# Overview

Data does not always come in its final processed form that is required for training machine learning algorithms. We use `transformers` to perform some manipulation of the data and make it suitable for training.

For example, the FashionMNIST features are in `PIL Image format`, and the labels are integers. For training, we need the features as normalized tensors, and the labels as one-hot encoded tensors. To make these transformations, we use `ToTensor` and `Lambda`.

In [1]:
import torch
from torchvision import datasets
from torchvision.transforms import ToTensor, Lambda

ds=datasets.FashionMNIST(
    root='data',
    train=True,
    download=True,
    transform=ToTensor(),
    target_transform=Lambda(
        lambda y: torch.zeros(10, dtype=torch.float).scatter_(0,torch.tensor(y), value=1))
)

Downloading http://fashion-mnist.s3-website.eu-central-1.amazonaws.com/train-images-idx3-ubyte.gz
Downloading http://fashion-mnist.s3-website.eu-central-1.amazonaws.com/train-images-idx3-ubyte.gz to data/FashionMNIST/raw/train-images-idx3-ubyte.gz


100%|██████████| 26421880/26421880 [00:01<00:00, 16571768.29it/s]

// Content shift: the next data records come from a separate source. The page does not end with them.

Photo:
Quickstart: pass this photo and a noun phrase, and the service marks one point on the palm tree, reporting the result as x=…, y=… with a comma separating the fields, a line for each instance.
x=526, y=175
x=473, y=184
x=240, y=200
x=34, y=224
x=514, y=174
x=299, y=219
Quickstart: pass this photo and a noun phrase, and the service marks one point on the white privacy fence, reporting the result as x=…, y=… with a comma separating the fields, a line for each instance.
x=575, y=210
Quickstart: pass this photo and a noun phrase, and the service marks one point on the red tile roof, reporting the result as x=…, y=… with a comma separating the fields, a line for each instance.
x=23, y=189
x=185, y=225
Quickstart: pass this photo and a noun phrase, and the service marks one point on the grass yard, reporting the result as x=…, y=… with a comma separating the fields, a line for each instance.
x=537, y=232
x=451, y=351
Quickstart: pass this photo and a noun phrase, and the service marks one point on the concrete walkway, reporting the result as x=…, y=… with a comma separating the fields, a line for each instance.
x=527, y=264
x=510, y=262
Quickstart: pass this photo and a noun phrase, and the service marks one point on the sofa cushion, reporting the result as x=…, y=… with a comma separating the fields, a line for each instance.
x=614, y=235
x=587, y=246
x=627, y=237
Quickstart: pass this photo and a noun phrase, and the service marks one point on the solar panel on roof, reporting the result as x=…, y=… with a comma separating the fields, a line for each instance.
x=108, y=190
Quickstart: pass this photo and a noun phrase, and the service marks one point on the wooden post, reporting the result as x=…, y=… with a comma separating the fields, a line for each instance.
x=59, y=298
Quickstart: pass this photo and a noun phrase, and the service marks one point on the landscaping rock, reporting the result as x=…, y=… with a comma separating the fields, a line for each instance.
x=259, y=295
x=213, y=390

Extracting data/FashionMNIST/raw/train-images-idx3-ubyte.gz to data/FashionMNIST/raw

Downloading http://fashion-mnist.s3-website.eu-central-1.amazonaws.com/train-labels-idx1-ubyte.gz
Downloading http://fashion-mnist.s3-website.eu-central-1.amazonaws.com/train-labels-idx1-ubyte.gz to data/FashionMNIST/raw/train-labels-idx1-ubyte.gz


100%|██████████| 29515/29515 [00:00<00:00, 298336.87it/s]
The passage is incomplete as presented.